I accidentally became addicted to Persona 4 Golden about a month ago, when a friend loaned it to me.
Addictions often start this way – a friend opens the door to something which they think you’ll really enjoy, and you willingly, with a sense of curiosity, walk through it. The next thing you know, you find yourself poring through Wiki articles at 4am on your computer while the battery indicator on your handheld blinks at you urgently.
So it was with me and my friend: when he’d heard that I’d never played any games in the Persona series before, he immediately shoved his Playstation Vita with a copy of the game into my hands. He’s a rather trusting type of guy – especially considering I once broke a SNES by spilling a cup of tea over it.
So armed with handheld and game, he sent me off to make my own way in the world, no doubt sniggering that he’d managed to suck yet another poor soul into the illicit world of MegaTen games. Admittedly, I wasn’t expecting much when I sat down for the first time to play. I’d heard of the Shin Megami Tensei games, of course – a series which inspires an almost frightening level of devotion among its fans; but I dove into Persona 4 Golden with the expectation of finding it to be just another JRPG attached to a hype train. By the time credits rolled some 50 hours later, I came away from the game wishing I’d jumped on the train sooner.
The story follows your main character (hereafter known as Yu Narukami) as he stumbles into the middle of a murder mystery. Yu transfers to the small town of Inaba as his parents travel the globe (for work? I think?). Shortly after transferring, he meets some new friends, and hears a rumor about the Midnight Channel. The story goes that if you turn on your TV at exactly midnight while it’s raining, an image of your soulmate will appear.

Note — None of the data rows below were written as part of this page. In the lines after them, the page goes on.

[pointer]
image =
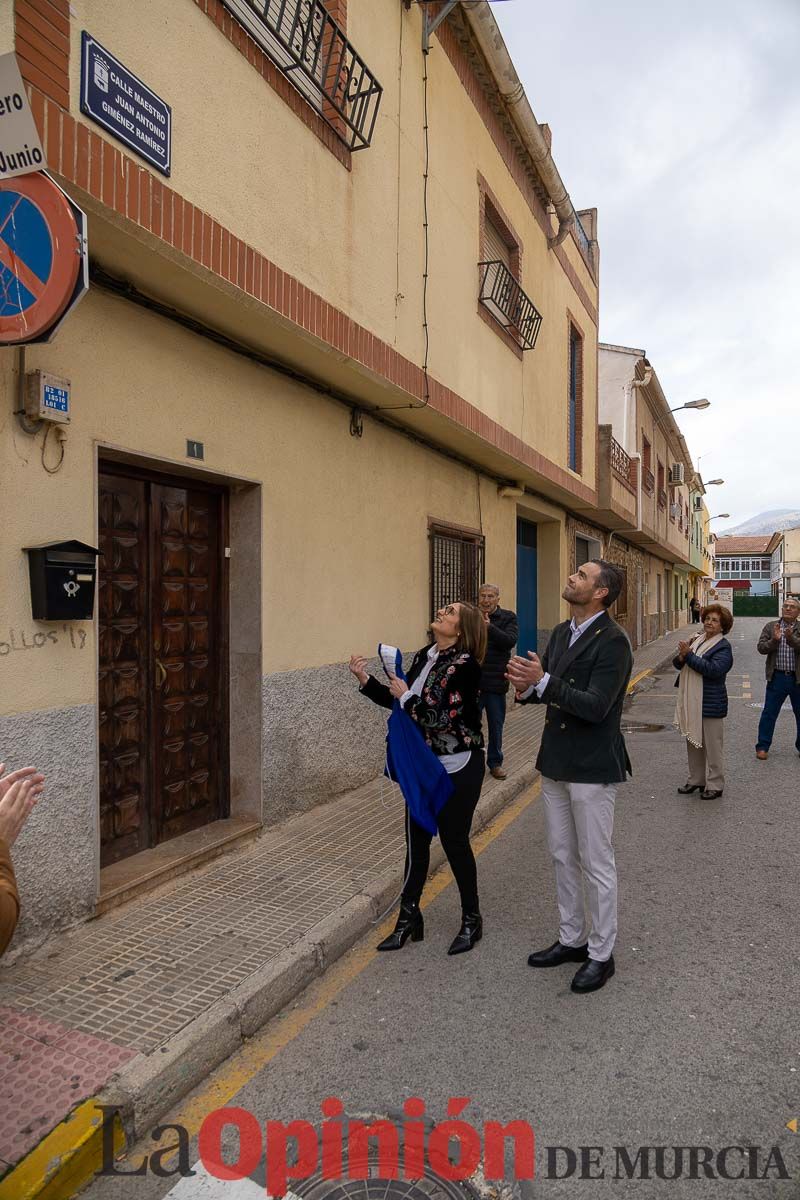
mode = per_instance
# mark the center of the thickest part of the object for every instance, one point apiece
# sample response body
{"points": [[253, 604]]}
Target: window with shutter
{"points": [[495, 247]]}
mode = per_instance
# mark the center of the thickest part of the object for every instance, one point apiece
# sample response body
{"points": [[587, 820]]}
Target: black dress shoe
{"points": [[593, 975], [555, 954], [409, 924], [471, 930]]}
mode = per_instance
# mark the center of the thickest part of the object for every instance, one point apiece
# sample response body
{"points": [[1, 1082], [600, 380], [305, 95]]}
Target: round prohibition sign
{"points": [[40, 256]]}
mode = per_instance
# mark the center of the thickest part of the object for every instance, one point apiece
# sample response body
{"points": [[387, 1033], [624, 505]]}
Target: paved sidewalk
{"points": [[146, 1000]]}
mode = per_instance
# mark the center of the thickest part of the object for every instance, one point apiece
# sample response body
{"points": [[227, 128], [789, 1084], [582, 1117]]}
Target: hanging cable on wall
{"points": [[426, 253]]}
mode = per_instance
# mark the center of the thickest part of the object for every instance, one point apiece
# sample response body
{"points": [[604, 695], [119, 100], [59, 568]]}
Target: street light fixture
{"points": [[692, 403]]}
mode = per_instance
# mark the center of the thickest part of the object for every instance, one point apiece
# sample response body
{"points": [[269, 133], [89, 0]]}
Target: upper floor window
{"points": [[500, 270], [575, 406], [648, 478], [311, 48]]}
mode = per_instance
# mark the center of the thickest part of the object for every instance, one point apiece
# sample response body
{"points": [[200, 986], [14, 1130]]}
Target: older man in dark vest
{"points": [[583, 679], [501, 634]]}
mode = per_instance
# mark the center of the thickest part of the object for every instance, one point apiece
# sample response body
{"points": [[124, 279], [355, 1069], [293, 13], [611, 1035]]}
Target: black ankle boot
{"points": [[409, 924], [471, 930]]}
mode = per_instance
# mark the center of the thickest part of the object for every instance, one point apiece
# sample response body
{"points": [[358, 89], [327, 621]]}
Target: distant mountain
{"points": [[764, 523]]}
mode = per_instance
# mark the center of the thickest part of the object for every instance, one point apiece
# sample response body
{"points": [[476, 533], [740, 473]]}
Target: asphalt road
{"points": [[692, 1043]]}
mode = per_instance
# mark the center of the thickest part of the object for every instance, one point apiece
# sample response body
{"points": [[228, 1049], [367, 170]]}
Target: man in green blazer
{"points": [[583, 678]]}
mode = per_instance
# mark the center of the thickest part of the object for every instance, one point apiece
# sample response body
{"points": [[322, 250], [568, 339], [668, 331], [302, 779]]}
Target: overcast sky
{"points": [[680, 123]]}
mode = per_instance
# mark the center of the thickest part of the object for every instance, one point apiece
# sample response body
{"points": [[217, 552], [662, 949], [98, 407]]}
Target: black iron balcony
{"points": [[623, 465], [305, 42], [510, 306], [582, 237]]}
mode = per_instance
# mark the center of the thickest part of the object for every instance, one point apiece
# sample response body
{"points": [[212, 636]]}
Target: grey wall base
{"points": [[54, 857], [320, 738]]}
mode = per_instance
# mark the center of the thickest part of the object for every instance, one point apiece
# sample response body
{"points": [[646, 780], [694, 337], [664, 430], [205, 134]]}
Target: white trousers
{"points": [[579, 825]]}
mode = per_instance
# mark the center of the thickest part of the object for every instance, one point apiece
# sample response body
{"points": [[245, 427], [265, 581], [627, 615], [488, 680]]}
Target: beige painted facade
{"points": [[329, 496], [642, 459]]}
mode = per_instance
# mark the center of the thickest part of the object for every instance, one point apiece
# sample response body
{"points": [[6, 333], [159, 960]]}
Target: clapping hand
{"points": [[20, 793], [524, 673], [28, 773], [359, 669]]}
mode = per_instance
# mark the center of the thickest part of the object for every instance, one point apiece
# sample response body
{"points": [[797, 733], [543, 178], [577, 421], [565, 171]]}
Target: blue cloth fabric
{"points": [[413, 766], [714, 667], [780, 688], [495, 713]]}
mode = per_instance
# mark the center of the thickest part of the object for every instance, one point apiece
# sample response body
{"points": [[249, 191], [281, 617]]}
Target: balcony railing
{"points": [[510, 306], [582, 237], [306, 43], [623, 466]]}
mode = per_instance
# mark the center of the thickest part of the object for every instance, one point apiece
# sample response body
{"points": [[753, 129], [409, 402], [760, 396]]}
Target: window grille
{"points": [[456, 565]]}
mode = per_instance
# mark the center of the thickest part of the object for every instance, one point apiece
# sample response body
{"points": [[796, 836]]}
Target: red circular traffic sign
{"points": [[40, 256]]}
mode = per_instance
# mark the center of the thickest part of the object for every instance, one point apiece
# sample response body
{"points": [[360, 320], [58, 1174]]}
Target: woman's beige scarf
{"points": [[689, 712]]}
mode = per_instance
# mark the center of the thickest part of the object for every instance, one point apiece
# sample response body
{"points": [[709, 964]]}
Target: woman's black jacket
{"points": [[446, 712], [714, 667]]}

The real nature of the Midnight Channel quickly becomes apparent as Yu discovers that he can travel through TVs into a different world. In this alternate universe, he meets Teddie, a large stuffed bear who acts as your guide. Teddie informs Yu that people are being pushed into this other world, where they are inevitable killed by Shadows: the parts of their personalities that they hide from the world.

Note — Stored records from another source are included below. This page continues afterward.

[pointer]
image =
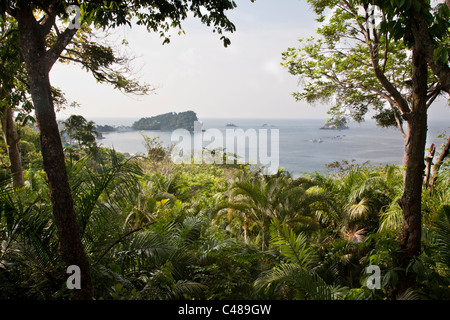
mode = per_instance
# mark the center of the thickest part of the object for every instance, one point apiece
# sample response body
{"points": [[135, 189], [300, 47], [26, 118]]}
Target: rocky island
{"points": [[334, 126], [167, 122]]}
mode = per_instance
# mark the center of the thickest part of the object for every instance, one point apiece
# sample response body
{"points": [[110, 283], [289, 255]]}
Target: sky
{"points": [[196, 72]]}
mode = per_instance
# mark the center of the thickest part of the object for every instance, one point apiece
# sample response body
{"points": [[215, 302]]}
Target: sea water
{"points": [[303, 146]]}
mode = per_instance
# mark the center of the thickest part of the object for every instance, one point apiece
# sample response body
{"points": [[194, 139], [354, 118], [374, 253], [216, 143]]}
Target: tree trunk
{"points": [[12, 146], [33, 48], [411, 200]]}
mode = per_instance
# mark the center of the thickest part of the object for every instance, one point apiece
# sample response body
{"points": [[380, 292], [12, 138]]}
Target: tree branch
{"points": [[61, 43]]}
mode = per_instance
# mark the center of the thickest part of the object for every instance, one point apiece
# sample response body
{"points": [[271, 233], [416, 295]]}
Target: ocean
{"points": [[302, 146]]}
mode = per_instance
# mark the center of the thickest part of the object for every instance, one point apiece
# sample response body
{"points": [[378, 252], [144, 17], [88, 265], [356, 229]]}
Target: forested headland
{"points": [[82, 222]]}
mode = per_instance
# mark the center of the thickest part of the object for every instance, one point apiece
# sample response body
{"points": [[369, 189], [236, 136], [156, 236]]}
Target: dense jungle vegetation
{"points": [[156, 230]]}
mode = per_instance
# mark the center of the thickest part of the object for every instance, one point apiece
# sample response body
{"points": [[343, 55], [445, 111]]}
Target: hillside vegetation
{"points": [[156, 230]]}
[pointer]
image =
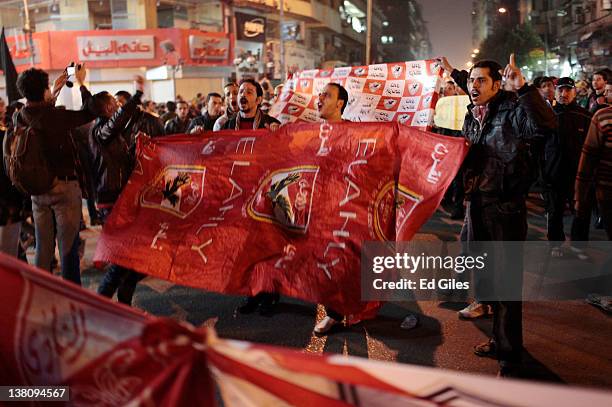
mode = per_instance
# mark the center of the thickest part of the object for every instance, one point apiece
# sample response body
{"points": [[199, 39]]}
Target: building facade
{"points": [[405, 36], [186, 46], [577, 34]]}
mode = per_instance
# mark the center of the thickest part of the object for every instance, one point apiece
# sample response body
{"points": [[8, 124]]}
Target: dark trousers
{"points": [[605, 209], [71, 263], [506, 221], [118, 279], [121, 280]]}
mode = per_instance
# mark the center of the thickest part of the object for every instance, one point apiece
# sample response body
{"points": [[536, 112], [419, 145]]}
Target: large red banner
{"points": [[288, 212], [405, 92], [55, 333]]}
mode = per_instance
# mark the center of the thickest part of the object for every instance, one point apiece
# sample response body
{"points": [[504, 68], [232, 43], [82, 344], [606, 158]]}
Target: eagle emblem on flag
{"points": [[285, 198]]}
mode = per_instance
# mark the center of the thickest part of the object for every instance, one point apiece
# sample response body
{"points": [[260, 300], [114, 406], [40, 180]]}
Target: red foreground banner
{"points": [[55, 333], [287, 212]]}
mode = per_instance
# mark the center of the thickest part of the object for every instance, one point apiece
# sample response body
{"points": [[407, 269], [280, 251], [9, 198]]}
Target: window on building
{"points": [[100, 13], [119, 14]]}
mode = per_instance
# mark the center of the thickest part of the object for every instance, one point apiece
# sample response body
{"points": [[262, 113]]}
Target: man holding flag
{"points": [[498, 124]]}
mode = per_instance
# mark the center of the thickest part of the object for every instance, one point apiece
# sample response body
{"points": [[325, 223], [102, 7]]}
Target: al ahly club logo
{"points": [[285, 198], [177, 189], [392, 209]]}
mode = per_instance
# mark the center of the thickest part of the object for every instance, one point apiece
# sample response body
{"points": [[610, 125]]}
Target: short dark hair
{"points": [[541, 80], [212, 95], [603, 73], [493, 66], [124, 94], [32, 84], [342, 95], [98, 102], [253, 82], [10, 111], [171, 106]]}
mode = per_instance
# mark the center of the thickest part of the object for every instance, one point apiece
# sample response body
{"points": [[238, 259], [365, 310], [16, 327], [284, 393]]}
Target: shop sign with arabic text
{"points": [[102, 48]]}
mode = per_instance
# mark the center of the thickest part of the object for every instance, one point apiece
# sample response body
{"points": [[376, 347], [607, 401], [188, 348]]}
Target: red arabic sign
{"points": [[100, 48], [55, 333], [208, 48], [19, 47]]}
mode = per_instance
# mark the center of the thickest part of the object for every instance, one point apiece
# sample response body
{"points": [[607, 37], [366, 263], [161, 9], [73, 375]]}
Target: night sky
{"points": [[450, 29]]}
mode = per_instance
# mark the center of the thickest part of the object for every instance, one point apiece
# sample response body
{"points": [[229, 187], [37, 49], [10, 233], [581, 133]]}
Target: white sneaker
{"points": [[324, 325], [579, 253], [475, 310], [410, 322]]}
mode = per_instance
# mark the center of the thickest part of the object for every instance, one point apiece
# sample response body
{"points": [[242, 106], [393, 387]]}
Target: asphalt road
{"points": [[566, 342]]}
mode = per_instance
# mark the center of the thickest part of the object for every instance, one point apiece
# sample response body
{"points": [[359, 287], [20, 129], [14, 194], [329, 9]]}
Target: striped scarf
{"points": [[256, 122]]}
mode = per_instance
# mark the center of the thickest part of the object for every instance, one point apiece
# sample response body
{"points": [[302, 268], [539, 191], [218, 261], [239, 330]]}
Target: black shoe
{"points": [[268, 303], [486, 349], [249, 305], [457, 214], [509, 369]]}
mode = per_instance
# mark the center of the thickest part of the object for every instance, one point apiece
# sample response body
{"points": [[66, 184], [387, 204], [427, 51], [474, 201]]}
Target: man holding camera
{"points": [[62, 203], [114, 159]]}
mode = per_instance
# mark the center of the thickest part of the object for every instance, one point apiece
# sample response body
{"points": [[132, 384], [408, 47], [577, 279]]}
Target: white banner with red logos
{"points": [[55, 333], [406, 92]]}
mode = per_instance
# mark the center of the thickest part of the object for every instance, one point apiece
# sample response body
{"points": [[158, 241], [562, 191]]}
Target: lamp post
{"points": [[27, 30], [282, 41]]}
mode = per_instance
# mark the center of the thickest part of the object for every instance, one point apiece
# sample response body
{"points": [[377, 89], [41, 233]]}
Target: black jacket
{"points": [[177, 126], [55, 126], [112, 142], [563, 147], [498, 166], [204, 120]]}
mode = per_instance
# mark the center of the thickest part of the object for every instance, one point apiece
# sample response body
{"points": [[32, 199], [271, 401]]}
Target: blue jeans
{"points": [[62, 203], [9, 238]]}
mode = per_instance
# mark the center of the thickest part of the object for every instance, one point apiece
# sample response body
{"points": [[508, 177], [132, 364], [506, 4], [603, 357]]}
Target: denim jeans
{"points": [[117, 278], [9, 238], [62, 202]]}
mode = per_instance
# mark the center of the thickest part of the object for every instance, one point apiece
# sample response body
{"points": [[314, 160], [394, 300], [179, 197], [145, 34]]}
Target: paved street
{"points": [[567, 342]]}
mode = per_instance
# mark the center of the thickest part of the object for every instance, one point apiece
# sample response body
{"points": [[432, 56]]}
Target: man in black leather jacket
{"points": [[499, 125], [180, 123], [142, 121], [561, 157], [111, 141]]}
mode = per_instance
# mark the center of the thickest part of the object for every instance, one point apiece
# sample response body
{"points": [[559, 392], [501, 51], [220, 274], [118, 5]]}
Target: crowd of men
{"points": [[550, 131]]}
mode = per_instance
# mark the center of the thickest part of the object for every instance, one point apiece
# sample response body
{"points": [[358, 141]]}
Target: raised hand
{"points": [[59, 83], [139, 83], [446, 65], [80, 74], [512, 74]]}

Yu and his team of friends decide that it’s up to them to find out who’s throwing the victims into the TV, and so promptly set out to foil any future attempts and catch the culprit (as you do). As you save more people, your team grows larger, and the plot thickens. Each new person that you save faces their dark secrets, and unlocks their own Persona – a manifestation of what the game describes as “the façades worn to face life’s hardships”. Being a game based in mystery, neither shadows nor Personas – or their origins – are clearly defined, with the character Teddie often remarking in dialogue that “I can’t really explain it.”
Thanks Teddie – you might be a great help in combat, but you’re crap when it comes to exposition dumps.

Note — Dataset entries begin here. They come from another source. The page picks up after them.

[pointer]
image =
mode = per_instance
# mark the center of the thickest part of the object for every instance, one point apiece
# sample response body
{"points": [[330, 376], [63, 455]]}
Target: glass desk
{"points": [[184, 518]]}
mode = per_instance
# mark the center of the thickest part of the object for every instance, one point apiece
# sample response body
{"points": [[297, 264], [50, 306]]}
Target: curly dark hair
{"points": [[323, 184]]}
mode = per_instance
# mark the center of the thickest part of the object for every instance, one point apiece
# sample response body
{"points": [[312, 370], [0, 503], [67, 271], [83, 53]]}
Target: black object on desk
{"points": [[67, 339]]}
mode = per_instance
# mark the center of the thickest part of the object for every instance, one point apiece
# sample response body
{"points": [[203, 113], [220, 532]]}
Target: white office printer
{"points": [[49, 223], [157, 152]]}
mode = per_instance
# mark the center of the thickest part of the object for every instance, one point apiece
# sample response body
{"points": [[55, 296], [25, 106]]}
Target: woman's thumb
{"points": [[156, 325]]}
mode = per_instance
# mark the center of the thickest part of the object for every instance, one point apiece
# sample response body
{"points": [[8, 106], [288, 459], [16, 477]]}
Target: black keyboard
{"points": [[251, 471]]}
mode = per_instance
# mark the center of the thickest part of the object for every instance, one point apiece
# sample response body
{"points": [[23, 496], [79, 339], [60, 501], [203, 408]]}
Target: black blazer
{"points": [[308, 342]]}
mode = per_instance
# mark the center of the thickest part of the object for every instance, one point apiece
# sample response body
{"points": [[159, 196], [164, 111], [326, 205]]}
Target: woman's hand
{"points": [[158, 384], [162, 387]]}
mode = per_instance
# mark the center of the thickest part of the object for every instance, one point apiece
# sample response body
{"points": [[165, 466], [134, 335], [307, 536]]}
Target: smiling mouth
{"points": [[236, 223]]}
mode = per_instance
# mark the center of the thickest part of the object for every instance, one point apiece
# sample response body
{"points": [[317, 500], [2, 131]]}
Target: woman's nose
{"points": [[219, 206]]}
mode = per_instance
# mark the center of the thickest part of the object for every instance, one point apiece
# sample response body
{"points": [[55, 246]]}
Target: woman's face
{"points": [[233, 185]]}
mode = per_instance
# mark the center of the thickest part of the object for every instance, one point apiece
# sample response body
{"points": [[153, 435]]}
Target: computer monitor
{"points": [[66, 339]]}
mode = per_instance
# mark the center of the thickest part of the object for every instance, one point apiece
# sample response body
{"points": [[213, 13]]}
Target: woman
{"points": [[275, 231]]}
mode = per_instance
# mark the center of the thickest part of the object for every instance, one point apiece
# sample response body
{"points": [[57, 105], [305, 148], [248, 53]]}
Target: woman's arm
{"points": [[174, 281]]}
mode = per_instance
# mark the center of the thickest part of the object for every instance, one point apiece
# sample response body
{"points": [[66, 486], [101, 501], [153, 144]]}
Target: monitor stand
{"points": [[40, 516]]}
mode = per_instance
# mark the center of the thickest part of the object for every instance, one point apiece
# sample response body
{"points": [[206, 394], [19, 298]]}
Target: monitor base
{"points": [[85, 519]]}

The concept of “the face that you hide” vs “the face that you show” is simple enough, but Persona 4 Golden’s story often raises more questions than it cares to answer. Where do the Personas come from? Why can Yu use all the Personas (Personae?), but everyone else is stuck with just one? Maybe these are questions that someone more familiar with the Persona series could explain to me, and admittedly I could have spent more time reading up on the series’ lore; but since I’d never played or watched anything to do with Persona before, I decided to just roll with it. I’ll worry about that stuff later, I repeatedly told myself, I’ve got a murderer to stop. And let’s face it: video games aren’t exactly known for their narrative consistency, JRPGs even less so. But Persona 4 Golden’s slavish attention to the series’ complicated lore is confusing to newcomers, despite delighting the devout with plenty of fan service.
Each murder in Persona 4 Golden follows a similar pattern, gameplay-wise: You check the Midnight Channel on a rainy night, and if an image appears, someone is about to be pushed into the TV. The TV world is the inverse of the normal world, covered in a thick fog when the normal world is clear, and vice versa. After several days of rain in Inaba, the fog will move from the TV world into the real world, making the shadows agitated, causing them to attack and kill whoever is trapped inside that dimension. The game features a weather forecast system so that you’ll know when this will happen, and supporting characters will frequently approach Yu with reminders, so it’s very difficult to accidentally let someone die unless you’re being almost deliberately neglectful.
As the forecast system would suggest, game time passes in days. One in-game day has two sections of free time during which you are encouraged to explore – Daytime and Evening. During the daytime, Yu can spend time with his classmates, enter the TV world, work at a part-time job, or do smaller things like eat Chinese food. In the evening, Yu’s activities are limited to working select jobs, spending time with his family, or, again, smaller activities like studying. The game grants ample time between each kidnapping, which is good, because half the fun of Persona 4 is just doing different stuff in Inaba.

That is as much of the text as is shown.